I would favor doing shorter more intense cardio to condition your heart while maintaining your strength. I think you could stick with 1900 Cal/day (should be close to maintainance for someone your size) and do some bodybuilding to change your BF% and then, maybe, diet to lose a few pounds and get your ideal physique.
Now, if you just want to be light, then I would stick with the running and drop your calories, as suggested above.
10-04-2005, 01:39 PM
I try to do the minimum cardio necessary for weight maintenance and heart health, and the maximum amount of weight lifting. This works for me; I'm a recovered distance runner and would really rather have a lot of muscle. I do HIIT most of the time, but not to the vomitting point! It's not necessary or real pleasant to push yourself that hard. Mel
Thanks, Mel. I am trying to digest this information. I know everyone is different. Would you mind giving me an idea of what my routine [i]should[i/] be? I am a little scared that if I cut down the cardio I will gain... But I have faith in you :) (FYI, the pushing myself to that point hard wasn't intentional.)
If you are doing all that cardio for weightloss rather than because yu enjoy it, I'd take a look at your nutrition, your lifting and the type of cardio that you do, rather than doing more. I think more or even the amount that you are doing now is too much!Mel
I like a little cardio, but right now I am sick of it. I just went back through a month's worth of fitday entries. I average about 1774 calories on weekdays. I average 30% calories from fat, 43% calories from carbs, and 26% protein. As you can see, I am getting enough fat. Most of it is good fat - healthy oils, cottage cheese, soy milk, fish and lean meat.

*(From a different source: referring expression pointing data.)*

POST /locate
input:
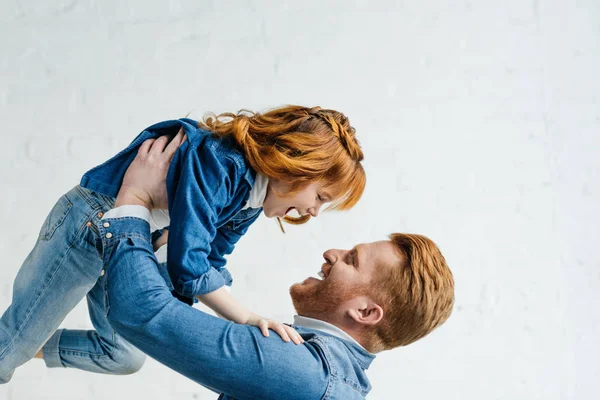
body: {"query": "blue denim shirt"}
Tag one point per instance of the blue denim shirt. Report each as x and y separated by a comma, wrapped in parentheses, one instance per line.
(208, 184)
(232, 359)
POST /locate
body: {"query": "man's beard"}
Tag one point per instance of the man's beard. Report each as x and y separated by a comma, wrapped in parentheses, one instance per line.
(322, 300)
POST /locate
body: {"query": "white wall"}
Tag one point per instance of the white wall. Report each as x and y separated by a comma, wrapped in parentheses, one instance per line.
(480, 122)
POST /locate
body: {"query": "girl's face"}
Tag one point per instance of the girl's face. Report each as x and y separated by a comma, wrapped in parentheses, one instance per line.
(278, 202)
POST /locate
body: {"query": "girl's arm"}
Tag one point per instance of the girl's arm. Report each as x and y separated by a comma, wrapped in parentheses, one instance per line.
(224, 304)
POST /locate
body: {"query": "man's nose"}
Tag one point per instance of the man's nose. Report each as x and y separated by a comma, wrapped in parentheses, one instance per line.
(332, 255)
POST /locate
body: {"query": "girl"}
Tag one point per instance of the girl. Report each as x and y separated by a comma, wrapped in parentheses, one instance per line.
(230, 168)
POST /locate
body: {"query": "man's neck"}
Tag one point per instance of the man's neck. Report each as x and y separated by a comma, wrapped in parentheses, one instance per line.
(329, 327)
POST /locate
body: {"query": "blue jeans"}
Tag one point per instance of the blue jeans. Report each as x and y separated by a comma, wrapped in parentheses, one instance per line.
(64, 266)
(228, 358)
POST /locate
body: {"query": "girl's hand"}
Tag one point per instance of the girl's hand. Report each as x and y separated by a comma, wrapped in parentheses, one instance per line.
(286, 332)
(145, 181)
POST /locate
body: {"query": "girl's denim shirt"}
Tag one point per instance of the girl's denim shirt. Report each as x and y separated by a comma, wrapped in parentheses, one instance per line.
(208, 184)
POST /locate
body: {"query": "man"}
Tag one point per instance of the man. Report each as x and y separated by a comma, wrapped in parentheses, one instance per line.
(374, 297)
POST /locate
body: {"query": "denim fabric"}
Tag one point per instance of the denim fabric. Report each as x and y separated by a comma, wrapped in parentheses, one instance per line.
(232, 359)
(64, 267)
(208, 184)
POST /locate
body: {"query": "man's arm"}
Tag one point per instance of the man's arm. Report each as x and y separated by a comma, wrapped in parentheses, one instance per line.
(231, 358)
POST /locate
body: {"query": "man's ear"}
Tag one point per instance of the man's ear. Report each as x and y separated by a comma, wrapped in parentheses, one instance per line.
(366, 312)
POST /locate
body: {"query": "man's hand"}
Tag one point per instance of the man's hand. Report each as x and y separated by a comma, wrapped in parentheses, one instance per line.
(145, 182)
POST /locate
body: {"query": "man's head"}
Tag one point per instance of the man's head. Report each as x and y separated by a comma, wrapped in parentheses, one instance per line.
(385, 294)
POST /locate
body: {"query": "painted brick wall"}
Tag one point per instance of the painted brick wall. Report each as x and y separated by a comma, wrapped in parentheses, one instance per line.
(480, 122)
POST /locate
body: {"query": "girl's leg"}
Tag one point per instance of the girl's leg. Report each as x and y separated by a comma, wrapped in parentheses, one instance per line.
(60, 270)
(102, 350)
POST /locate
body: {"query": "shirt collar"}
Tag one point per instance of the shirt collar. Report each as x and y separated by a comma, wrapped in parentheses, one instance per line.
(258, 192)
(326, 327)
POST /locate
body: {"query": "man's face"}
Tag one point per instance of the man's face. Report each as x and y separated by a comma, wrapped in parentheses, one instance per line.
(345, 275)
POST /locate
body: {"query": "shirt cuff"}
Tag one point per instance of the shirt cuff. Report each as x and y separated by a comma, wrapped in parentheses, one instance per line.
(209, 281)
(128, 211)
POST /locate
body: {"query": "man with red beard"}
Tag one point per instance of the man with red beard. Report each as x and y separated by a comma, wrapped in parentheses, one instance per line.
(374, 297)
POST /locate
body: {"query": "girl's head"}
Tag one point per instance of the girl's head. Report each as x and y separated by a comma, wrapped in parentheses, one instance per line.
(310, 155)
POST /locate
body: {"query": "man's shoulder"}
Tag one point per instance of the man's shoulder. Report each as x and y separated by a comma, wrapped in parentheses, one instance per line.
(347, 366)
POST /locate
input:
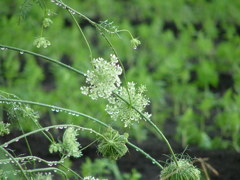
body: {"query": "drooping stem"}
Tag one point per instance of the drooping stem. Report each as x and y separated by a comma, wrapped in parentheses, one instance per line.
(60, 109)
(81, 31)
(153, 125)
(5, 47)
(47, 169)
(17, 163)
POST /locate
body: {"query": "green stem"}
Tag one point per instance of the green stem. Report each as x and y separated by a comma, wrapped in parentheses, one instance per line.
(72, 171)
(46, 169)
(81, 31)
(47, 128)
(80, 114)
(19, 166)
(44, 57)
(153, 125)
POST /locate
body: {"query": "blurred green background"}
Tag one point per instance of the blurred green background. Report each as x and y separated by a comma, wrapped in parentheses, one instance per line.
(189, 60)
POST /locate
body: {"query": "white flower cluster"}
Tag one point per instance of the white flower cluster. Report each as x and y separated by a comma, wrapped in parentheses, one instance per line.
(41, 42)
(120, 110)
(103, 79)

As for the hunger issue...waking up hungry in the morning isn't a bad thing! Being hungry all day is. If you are eating even 1700 calories of lean protein, compex carbs, fresh vegetables and fruits, that's a lot of bulky food.

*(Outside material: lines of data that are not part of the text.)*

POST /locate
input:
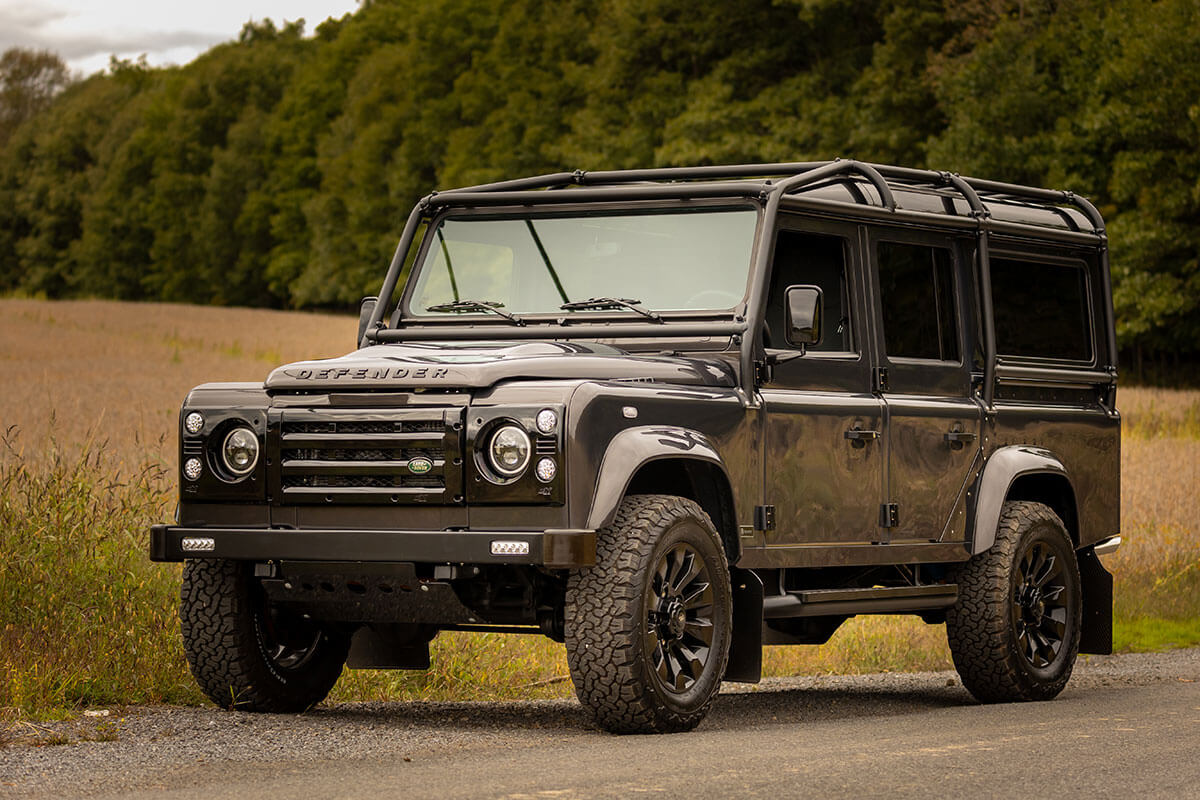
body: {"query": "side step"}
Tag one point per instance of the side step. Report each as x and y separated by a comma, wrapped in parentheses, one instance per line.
(828, 602)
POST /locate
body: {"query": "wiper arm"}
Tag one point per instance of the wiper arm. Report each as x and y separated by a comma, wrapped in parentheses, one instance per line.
(611, 302)
(475, 305)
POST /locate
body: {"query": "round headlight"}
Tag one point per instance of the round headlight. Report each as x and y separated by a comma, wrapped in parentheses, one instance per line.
(192, 468)
(546, 469)
(547, 420)
(509, 451)
(240, 451)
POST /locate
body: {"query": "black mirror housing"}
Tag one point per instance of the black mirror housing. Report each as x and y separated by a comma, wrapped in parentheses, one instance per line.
(366, 307)
(804, 316)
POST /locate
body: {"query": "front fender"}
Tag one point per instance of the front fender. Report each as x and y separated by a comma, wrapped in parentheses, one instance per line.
(1003, 468)
(634, 447)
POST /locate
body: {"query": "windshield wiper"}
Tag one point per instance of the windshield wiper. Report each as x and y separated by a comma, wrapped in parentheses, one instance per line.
(611, 302)
(475, 305)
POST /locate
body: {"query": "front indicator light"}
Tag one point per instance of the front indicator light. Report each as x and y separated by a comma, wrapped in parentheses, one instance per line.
(509, 451)
(546, 470)
(192, 469)
(501, 547)
(546, 421)
(240, 451)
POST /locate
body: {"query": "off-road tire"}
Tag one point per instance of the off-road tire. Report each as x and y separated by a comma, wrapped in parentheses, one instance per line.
(607, 619)
(226, 639)
(983, 625)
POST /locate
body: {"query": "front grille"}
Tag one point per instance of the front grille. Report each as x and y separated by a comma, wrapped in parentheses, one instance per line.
(383, 456)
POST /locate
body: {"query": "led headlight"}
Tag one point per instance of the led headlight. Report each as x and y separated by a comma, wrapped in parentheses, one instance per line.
(547, 420)
(546, 469)
(509, 451)
(192, 468)
(240, 451)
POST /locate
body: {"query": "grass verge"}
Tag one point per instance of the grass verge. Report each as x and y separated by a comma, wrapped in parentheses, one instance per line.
(85, 619)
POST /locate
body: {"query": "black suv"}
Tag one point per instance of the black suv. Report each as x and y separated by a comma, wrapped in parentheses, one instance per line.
(667, 416)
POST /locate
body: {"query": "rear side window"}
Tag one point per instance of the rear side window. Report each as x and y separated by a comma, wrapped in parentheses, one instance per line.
(917, 292)
(1042, 310)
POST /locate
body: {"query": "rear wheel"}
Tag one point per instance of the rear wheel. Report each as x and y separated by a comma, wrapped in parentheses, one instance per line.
(648, 627)
(247, 654)
(1014, 631)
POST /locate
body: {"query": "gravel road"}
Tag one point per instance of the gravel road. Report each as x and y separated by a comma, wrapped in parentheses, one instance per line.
(1126, 725)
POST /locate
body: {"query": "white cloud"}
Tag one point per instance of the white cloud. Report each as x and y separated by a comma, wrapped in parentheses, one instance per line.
(87, 32)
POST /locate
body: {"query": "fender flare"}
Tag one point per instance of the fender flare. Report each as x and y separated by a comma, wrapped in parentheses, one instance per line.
(634, 447)
(1003, 468)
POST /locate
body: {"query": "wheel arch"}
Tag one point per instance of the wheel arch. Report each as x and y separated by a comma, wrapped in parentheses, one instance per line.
(1021, 473)
(666, 459)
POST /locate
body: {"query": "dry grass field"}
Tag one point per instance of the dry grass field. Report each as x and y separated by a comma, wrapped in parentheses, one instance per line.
(89, 395)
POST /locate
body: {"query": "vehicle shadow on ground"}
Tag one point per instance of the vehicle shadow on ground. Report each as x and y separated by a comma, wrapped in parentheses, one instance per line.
(733, 710)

It is not waking up in the morning that is a problem, it is waking in the middle of the night that I am trying to avoid. When I try to go below 1700 calories I will usually go to bed with a tinge of hunger - sometimes it goes away but other times I have to get up in the middle of the night and grab a snack (otherwise I stay awake for hours trying to ignore the hunger pains). I try to keep it healthy when I do that (a slice of soy cheese, or cottage cheese) but not only is it bad for health, IMO, to eat like this, it makes it harder to wake up in the morning and go to the gym when I haven't slept well.

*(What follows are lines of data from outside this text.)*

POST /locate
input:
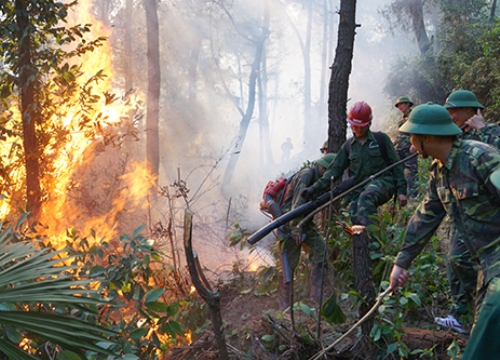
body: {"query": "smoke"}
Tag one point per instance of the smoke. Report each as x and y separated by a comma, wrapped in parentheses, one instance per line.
(207, 50)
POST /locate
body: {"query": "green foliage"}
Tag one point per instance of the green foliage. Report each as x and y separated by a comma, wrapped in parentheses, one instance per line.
(61, 92)
(40, 299)
(130, 270)
(105, 300)
(332, 311)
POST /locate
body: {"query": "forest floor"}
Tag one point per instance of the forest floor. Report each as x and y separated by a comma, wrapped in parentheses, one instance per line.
(255, 328)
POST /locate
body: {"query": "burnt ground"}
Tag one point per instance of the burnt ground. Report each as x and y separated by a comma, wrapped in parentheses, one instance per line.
(255, 329)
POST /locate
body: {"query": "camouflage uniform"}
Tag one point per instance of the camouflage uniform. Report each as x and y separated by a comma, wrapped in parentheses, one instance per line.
(313, 238)
(461, 189)
(462, 269)
(402, 144)
(364, 160)
(483, 343)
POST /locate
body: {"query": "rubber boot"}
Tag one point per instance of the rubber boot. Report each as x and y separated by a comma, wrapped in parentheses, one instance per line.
(284, 291)
(316, 282)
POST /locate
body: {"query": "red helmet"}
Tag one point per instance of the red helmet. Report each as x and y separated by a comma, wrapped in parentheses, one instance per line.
(360, 114)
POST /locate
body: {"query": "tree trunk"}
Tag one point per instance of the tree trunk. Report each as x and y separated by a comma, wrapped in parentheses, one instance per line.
(211, 298)
(255, 70)
(154, 80)
(128, 73)
(417, 18)
(29, 108)
(339, 81)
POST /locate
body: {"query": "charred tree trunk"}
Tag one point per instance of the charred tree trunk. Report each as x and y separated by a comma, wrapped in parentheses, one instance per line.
(29, 108)
(245, 121)
(339, 81)
(211, 298)
(417, 17)
(363, 282)
(154, 80)
(127, 46)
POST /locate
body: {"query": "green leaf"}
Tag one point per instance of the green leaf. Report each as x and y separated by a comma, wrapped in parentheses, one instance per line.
(332, 312)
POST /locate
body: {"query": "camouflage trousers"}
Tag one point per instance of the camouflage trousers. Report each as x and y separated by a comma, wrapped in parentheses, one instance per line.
(483, 342)
(365, 203)
(462, 272)
(411, 170)
(484, 292)
(313, 244)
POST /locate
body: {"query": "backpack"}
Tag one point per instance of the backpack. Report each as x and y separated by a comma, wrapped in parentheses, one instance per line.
(380, 141)
(277, 190)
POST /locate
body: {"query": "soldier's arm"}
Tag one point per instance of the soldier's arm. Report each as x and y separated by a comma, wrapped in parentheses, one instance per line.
(335, 170)
(398, 171)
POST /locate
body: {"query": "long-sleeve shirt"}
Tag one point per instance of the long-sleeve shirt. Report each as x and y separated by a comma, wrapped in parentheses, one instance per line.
(489, 134)
(364, 160)
(461, 189)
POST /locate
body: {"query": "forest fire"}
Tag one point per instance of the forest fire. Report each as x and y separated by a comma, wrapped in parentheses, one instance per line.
(68, 183)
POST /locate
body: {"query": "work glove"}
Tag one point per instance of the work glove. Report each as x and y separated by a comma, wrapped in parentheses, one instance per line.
(298, 237)
(308, 193)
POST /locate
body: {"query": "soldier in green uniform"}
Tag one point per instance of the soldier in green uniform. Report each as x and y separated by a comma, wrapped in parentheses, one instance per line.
(459, 186)
(465, 112)
(483, 342)
(403, 145)
(365, 154)
(309, 235)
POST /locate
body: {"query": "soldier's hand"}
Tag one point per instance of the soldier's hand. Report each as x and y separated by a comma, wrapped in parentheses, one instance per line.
(398, 277)
(403, 200)
(307, 193)
(476, 121)
(297, 236)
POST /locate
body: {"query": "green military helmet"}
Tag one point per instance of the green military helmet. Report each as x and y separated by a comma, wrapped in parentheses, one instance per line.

Thanks again. I am really taking your advice to heart.
10-04-2005, 01:53 PM
I was reading all the posts - and they are excellent! I basically have nothing to add except my own experience. About 2 month ago i did 100km mountain bike ride and triathlon and after that notices BIG amounts of fat gathering around my waist. It was strange as I was still eating healthy, nutritious food, averaging about 1300-1500 cal/day, doing weight training, running, walking every day, etc. I did not change anything, I did not expect that my body changes, and I did not expect to get broader waist line when I NEVER in my life accumulated weight in the waist area - mostly in upper arms and hips. So once I was not feeling well and I went to see a doctor and after tests I found out that I was having hypotiroidism - lack of thyroid hormones which cause metabolism slow down and lead to unexpected gain in weight. Now I am slowly progressing towards dose of medication adjustment, but I already see a difference in my jeans - like I am back to normal me but slowly.
It is just a kind of reminder - probably if something happens what you do not expect - checking with your doctor is not a bad idea.